Natürlich hatte Drosten seine richtige Beobachtung kaum formuliert, diese sehr zurückhaltend und äußerst moderat geäußert, kam aus der Ecke medialer Propagandisten sofort der Gegenschlag, den man zu erwarten, wenn Vernunft und Wahrheit das Haupt erheben. Selbstredend auch das Organ der Niedertracht vertreten. Da entblödete sich ein mediokres Ohr auf der Twitterbühne in Richtung Drosten: „Kümmern Sie sich um Ihre Viren“, was ja impliziert, es sind nun also Drostens Viren. In dieser Lesart könnten es allerdings auch die Viren der Volksverhetzer sein oder von jenen, die mit ihren Lügen- und Hassbotschaften das Land überschwemmen und Munition für den Mob und alle Querdenkerhirne unserer Zeit liefern, um Corona zu verharmlosen, die Impfungen herabzusetzen und die Impfquoten niedrig zu halten. Nebenher sollte noch einem gebildeten Menschen verwehrt werden, sich in anderen Dingen als seinem Berufsbild zu äußern und gefälligst nicht an der gesellschaftlichen Debatte teilzunehmen. Auch sehr entlarvend, wenn von jener Sorte Journalisten vorgetragen, die selbst dann viel schreibt und redet, wo sie ohne Wissen. Welche Anmaßung aus einer Propagandaschmiede. Wir alle sollten eher froh sein über die fachlichen und sachlichen Expertisen einer Koryphäe vom Format eines Christian Drosten. Dieser genießt übrigens weltweit höchste Anerkennung, wird nur hierzulande mit Dreck beworfen. Drosten erlebt dabei, was Wissenschaftler in diesem Land schon vor ihm durchgemacht.
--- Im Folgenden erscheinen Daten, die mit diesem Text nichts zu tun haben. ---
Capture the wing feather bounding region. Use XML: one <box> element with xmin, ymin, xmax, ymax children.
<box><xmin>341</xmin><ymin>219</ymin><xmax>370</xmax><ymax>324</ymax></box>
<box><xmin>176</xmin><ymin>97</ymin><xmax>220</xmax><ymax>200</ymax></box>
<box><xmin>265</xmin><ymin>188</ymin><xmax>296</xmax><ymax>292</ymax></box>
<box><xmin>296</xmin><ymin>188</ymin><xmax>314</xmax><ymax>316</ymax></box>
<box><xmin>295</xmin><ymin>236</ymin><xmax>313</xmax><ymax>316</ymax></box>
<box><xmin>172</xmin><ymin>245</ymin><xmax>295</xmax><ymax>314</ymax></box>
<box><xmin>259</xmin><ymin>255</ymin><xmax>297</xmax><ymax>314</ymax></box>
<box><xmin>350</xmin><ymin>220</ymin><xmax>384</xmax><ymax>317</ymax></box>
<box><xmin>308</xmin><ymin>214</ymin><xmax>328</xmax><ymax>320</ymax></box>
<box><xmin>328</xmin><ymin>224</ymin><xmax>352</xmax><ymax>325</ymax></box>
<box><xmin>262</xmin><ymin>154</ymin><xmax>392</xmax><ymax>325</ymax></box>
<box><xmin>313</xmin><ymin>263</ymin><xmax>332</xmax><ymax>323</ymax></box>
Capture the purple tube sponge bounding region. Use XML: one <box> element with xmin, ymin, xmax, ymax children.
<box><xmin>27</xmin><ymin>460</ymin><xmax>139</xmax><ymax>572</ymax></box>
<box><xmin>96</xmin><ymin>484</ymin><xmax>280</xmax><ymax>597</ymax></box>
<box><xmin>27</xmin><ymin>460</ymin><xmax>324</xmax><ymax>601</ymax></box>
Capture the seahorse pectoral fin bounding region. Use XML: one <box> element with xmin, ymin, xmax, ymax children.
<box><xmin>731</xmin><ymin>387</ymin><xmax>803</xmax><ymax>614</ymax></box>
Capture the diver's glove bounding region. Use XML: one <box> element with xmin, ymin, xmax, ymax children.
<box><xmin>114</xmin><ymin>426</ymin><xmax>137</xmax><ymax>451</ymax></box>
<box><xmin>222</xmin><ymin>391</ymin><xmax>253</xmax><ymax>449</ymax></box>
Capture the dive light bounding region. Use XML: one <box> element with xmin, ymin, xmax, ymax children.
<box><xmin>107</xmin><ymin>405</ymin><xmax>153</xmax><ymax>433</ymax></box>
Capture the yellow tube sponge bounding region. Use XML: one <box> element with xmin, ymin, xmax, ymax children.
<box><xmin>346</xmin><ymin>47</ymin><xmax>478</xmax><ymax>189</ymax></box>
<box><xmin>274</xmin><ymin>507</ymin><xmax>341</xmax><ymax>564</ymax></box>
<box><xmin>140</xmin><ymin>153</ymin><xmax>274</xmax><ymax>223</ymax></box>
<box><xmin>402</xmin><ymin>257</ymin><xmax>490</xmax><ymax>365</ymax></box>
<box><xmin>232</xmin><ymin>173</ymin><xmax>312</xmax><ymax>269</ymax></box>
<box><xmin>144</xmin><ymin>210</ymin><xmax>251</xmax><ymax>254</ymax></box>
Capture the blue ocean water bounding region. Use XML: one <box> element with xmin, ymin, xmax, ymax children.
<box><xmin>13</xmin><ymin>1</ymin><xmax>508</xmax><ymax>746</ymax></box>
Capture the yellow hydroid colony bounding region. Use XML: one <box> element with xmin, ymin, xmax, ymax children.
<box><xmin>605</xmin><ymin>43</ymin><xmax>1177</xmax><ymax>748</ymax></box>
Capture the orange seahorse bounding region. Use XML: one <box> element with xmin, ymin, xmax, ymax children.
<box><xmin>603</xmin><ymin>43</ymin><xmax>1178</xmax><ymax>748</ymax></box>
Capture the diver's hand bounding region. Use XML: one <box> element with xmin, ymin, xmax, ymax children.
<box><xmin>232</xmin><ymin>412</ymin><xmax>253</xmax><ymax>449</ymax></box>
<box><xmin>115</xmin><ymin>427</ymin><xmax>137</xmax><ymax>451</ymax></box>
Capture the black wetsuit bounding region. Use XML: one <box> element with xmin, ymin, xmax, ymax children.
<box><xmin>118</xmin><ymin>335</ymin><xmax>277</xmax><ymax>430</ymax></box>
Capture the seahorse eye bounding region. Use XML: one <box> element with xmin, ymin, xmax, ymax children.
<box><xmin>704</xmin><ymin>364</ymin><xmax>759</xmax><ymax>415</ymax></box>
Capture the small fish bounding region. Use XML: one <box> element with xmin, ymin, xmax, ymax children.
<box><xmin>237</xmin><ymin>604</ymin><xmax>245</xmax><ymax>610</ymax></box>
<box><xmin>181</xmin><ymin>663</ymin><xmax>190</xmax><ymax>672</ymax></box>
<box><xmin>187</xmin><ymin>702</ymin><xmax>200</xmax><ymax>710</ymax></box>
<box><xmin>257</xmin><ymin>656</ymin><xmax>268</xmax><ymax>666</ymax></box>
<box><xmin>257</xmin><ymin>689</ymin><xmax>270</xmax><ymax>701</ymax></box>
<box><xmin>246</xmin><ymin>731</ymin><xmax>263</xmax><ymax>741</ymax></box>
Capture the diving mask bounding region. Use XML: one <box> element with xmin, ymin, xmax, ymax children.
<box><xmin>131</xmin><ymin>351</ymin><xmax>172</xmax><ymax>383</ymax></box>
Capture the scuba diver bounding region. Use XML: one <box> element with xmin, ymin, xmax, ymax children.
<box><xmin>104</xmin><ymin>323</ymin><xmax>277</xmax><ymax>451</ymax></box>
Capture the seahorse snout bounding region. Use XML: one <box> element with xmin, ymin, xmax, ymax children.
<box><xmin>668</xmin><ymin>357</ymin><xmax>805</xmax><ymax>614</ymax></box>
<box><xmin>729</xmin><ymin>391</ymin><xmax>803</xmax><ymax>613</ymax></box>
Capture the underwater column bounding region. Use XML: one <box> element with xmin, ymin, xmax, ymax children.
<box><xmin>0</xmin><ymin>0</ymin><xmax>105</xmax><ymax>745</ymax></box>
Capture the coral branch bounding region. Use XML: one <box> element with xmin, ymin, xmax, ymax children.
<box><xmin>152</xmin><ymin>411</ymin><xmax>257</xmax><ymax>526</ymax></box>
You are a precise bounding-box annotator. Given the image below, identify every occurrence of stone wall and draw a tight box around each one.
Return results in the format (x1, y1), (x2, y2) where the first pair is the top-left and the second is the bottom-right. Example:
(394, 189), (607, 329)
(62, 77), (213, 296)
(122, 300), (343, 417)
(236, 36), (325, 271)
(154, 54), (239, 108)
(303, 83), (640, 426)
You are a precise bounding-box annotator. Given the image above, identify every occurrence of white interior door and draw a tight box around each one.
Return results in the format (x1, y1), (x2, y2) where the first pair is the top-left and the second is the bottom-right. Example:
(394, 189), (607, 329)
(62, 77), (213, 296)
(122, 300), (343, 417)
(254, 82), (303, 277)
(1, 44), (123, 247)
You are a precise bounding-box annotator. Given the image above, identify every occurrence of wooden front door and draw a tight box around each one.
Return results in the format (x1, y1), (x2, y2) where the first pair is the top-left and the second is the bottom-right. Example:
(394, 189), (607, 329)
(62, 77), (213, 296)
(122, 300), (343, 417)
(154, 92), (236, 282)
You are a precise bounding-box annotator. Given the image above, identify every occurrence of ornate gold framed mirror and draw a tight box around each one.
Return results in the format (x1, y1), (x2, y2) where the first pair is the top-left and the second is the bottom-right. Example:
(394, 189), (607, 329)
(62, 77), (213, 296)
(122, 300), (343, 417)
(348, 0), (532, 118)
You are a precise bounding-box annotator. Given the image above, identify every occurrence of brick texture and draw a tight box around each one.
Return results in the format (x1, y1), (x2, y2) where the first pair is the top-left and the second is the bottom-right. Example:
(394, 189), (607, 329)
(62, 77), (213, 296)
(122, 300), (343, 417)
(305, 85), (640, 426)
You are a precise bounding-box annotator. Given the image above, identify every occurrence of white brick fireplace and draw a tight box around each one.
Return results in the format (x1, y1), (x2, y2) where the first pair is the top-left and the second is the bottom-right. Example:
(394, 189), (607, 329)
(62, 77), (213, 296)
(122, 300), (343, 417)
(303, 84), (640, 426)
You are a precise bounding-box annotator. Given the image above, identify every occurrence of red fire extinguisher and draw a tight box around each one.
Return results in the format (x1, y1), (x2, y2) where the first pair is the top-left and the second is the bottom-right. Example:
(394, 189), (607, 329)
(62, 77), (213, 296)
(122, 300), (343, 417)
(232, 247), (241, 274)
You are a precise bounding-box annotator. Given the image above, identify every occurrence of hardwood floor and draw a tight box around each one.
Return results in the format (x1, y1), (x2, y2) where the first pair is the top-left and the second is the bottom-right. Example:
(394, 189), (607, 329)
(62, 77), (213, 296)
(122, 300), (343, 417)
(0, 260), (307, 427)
Im Juni 1933 warf der „Kampfbund für deutsche Kultur“ auch die Relativitätstheorie von Albert Einstein ins Feuer. Nicht nur die Werke von Literaten und Kulturleuten brannten damals, auch der Geist der Wissenschaft ging in Flammen auf. Die Schriften von Sigmund Freud verkohlten mit Einsteins Arbeiten. Wie stets war dem natürlich der latente Rufmord in Gazetten vorangegangen. Twitter war zu der Zeit die Saalschlacht im Bierkeller und der hinterhältige Fememord auf offener Straße. Wir sollten also das bekannte Muster nicht unterschätzen oder verharmlosen und keinerlei Illusionen hegen. Die latente Diffamierung und Herabsetzung der Person Drosten durch eine Minderheit von Hetzern trifft nicht nur die Zivilgesellschaft, sie trifft zentral uns alle und geht uns daher alle etwas an. Wegschauen und später wieder von nichts gewusst haben, hat keine Berechtigung mehr. Übertrieben? Mitnichten. Man muss nur die Kommentare und Äußerungen unter den Social Media Beiträgen (Twitter, Facebook et cetera.) der hier angesprochenen Propagandisten gegen Drosten lesen, dann weiß man, wie weit Hetze und Ungeist schon gediehen und was die Stunde geschlagen. Die Saat des Hasses, von einem Teil der Medien gehegt und gepflegt, geht längst vor unser aller Augen auf. Wir sollten wachsam sein. Ein ebenfalls „Verbrannter“ hat uns die entsprechende Mahnung und Warnung für ewig ins Stammbuch geschrieben. Bertolt Brecht:

„So was hätt einmal fast die Welt regiert!
Die Völker wurden seiner Herr, jedoch
Dass keiner uns zu früh da triumphiert –
Der Schoß ist fruchtbar noch, aus dem das kroch!